I put my 10 hrs in today, every year we get our raise they try to cut overtime. But we still get it due to all of their mistakes. 
Plus they try to use outside carriers to do what we do and they screw up the stops. 
We have a bunch of experienced guys who know the stops, our equipment works, we pump and drum and tank the load. We are on time. The carriers they get have guys right out of driving school, they have a hard time driving on a straight road let alone backing into some of our stops. Then if they get in they don't have enough hose and their pumps leak if they pump at all and when they are finished they spill chemicals all over. that is if they even show up on the day they're supposed to be there. I could go on and on. Then have customers yelling or leaving them. 
Then some whiz in corporate finally realizes after a month or two that while they are saving $20,000 in overtime they are spending $50,000 to do it. :goofball: (goofBALLS)
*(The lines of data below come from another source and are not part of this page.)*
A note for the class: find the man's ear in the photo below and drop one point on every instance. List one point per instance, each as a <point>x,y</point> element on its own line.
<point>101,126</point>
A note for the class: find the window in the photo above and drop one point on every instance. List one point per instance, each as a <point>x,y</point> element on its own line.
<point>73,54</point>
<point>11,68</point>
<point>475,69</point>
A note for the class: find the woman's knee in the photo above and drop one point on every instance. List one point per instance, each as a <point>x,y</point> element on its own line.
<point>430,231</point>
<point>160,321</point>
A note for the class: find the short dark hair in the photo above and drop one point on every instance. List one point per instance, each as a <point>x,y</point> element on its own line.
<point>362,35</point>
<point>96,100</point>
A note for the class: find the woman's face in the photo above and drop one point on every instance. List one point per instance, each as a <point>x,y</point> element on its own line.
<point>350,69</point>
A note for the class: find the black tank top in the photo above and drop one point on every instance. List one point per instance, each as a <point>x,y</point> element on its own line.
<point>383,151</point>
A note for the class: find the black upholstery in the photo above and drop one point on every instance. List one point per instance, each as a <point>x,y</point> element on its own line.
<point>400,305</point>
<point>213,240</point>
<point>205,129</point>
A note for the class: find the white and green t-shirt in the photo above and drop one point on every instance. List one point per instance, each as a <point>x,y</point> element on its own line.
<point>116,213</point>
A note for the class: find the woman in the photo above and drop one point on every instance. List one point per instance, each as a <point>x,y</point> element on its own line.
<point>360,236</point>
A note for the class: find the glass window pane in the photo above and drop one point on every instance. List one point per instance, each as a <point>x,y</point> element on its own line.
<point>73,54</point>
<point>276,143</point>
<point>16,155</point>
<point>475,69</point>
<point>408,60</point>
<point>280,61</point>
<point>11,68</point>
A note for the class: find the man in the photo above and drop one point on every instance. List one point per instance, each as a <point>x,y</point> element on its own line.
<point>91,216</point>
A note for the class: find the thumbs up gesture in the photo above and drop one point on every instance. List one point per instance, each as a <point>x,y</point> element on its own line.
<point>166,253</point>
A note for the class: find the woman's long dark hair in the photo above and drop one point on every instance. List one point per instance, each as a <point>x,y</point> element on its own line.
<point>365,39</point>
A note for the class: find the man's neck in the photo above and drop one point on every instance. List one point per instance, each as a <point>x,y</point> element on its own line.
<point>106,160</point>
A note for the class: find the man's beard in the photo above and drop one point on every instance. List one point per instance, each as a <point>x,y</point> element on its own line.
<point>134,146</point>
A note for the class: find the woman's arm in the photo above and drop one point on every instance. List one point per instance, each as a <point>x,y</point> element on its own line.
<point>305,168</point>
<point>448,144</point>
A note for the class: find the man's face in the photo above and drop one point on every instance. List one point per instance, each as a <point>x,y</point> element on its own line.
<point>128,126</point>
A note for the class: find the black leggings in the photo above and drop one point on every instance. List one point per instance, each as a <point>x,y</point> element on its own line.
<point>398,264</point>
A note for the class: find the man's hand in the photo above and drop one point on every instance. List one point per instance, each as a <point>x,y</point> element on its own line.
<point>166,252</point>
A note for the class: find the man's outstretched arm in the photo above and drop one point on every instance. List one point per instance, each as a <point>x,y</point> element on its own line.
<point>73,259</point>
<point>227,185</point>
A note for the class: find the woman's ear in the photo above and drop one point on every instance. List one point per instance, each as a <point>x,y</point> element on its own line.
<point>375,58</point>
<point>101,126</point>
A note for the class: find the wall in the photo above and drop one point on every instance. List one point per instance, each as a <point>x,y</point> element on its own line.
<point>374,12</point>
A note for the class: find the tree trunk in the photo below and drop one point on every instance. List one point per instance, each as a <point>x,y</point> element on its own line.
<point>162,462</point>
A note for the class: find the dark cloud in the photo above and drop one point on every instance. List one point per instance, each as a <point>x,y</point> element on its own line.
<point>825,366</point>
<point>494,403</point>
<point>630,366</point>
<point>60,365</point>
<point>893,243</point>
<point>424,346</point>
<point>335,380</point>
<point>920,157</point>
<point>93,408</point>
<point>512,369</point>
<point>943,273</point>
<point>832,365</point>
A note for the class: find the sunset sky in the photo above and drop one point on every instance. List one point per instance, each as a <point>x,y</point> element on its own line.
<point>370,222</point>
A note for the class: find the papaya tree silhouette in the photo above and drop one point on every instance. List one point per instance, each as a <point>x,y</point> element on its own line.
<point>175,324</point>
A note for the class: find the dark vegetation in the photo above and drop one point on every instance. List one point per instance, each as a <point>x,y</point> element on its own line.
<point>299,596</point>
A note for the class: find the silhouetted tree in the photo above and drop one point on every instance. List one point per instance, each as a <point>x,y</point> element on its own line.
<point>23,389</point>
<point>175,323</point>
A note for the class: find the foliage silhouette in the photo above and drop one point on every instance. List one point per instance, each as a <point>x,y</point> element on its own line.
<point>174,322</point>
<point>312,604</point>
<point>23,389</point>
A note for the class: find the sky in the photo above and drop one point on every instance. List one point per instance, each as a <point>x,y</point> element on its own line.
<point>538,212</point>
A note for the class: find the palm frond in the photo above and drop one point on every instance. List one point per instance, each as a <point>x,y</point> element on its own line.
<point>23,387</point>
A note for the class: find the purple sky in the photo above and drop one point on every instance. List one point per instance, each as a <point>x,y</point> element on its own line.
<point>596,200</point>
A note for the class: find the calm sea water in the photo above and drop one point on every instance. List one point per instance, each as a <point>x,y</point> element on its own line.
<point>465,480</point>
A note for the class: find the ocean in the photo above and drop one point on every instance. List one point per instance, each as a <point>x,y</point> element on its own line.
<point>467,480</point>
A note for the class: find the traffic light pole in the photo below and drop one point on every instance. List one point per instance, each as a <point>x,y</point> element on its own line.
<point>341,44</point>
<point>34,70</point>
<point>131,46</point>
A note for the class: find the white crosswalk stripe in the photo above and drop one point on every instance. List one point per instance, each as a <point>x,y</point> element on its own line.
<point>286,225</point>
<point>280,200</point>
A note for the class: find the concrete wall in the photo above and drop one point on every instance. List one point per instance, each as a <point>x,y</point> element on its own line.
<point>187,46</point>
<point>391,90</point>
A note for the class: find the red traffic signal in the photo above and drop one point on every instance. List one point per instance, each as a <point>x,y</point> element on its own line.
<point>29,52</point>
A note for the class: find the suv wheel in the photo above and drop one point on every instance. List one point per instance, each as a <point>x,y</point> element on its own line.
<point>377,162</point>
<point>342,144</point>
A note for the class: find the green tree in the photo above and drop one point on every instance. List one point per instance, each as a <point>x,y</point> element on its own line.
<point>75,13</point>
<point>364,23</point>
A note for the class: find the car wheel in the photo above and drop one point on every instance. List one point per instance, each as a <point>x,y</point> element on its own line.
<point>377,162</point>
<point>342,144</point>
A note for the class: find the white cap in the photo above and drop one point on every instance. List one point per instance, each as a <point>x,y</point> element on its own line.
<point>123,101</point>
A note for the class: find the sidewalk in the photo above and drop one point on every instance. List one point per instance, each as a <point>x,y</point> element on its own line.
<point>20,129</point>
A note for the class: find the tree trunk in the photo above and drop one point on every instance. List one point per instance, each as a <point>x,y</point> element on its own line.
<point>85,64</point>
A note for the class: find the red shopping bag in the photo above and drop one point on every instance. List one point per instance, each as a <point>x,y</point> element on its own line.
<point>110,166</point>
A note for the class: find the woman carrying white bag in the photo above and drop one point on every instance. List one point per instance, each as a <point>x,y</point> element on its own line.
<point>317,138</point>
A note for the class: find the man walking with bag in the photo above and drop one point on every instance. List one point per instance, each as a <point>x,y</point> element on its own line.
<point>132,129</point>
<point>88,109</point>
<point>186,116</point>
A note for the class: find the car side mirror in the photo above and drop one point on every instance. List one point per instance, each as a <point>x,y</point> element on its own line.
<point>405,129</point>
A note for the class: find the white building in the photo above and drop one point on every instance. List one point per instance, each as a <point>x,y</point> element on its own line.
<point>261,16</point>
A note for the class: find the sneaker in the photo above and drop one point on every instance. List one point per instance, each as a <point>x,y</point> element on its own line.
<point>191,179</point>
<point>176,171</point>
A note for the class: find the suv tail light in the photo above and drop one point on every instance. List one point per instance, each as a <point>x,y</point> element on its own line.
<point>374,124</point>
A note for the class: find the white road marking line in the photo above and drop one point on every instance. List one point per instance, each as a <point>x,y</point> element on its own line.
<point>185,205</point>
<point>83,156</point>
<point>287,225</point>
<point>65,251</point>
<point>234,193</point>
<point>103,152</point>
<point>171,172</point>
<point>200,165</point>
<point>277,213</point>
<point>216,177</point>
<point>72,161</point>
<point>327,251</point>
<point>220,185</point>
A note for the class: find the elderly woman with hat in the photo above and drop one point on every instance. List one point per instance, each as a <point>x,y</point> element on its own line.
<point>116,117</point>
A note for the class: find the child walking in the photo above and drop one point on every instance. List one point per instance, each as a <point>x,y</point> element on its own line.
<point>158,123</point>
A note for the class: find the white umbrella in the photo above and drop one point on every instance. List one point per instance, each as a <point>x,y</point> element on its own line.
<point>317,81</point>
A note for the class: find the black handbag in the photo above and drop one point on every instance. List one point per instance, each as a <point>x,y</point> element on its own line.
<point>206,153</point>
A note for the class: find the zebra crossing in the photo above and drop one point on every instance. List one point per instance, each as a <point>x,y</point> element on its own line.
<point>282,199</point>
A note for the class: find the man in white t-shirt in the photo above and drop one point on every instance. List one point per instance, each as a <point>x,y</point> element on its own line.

They do this every year when we get our raise. 
Then they finally wake up and we are back to work.

I don't care I enjoy the extra time off.

I can only work 60 hour weeks driving I could work in the yard saturdays for extra money but I don't. So if I get 50 hours that is good enough for me, hell sometimes I even like 40! The more you make the more "they" take you know. 

I must have missed when you said that about making the electric swing bridge.


----------



## David-Stockwell (Sep 21, 2010)

big ed said:


> I put my 10 hrs in today, every year we get our raise they try to cut overtime. But we still get it due to all of their mistakes.
> Plus they try to use outside carriers to do what we do and they screw up the stops.
> We have a bunch of experienced guys who know the stops, our equipment works, we pump and drum and tank the load. We are on time. The carriers they get have guys right out of driving school, they have a hard time driving on a straight road let alone backing into some of our stops. Then if they get in they don't have enough hose and their pumps leak if they pump at all and when they are finished they spill chemicals all over. that is if they even show up on the day they're supposed to be there. I could go on and on. Then have customers yelling or leaving them.
> Then some whiz in corporate finally realizes after a month or two that while they are saving $20,000 in overtime they are spending $50,000 to do it. :goofball: (goofBALLS)
> ...


WOW!!!:appl: At noon my time you have already put in 10 HOURS!!:worshippy: You get up in the WEEE hours of the morning! Today I got up at 7:30 am, did all my morning routine and laid back down for a nap, got up had breakfast and laid down for a second nap As you can see, I nap a lot!!hwell: When I did work, my longest work week was 50 hours. A few times 60 hours. But that was a LONG, LONG time ago!! No you didn't miss me saying I didn't want to build any swing bridges! Liar, liar pants on fire!! You kept after me about it for a looong time!!
Cheers, Dave


----------



## Model Train Structures (Oct 10, 2013)

David,
The build on your bridge is OUTSTANDING! 

D.A.


----------



## David-Stockwell (Sep 21, 2010)

Model Train Structures said:


> David,
> The build on your bridge is OUTSTANDING!
> 
> D.A.


Hi D.A.-- Thanks much, Dave


----------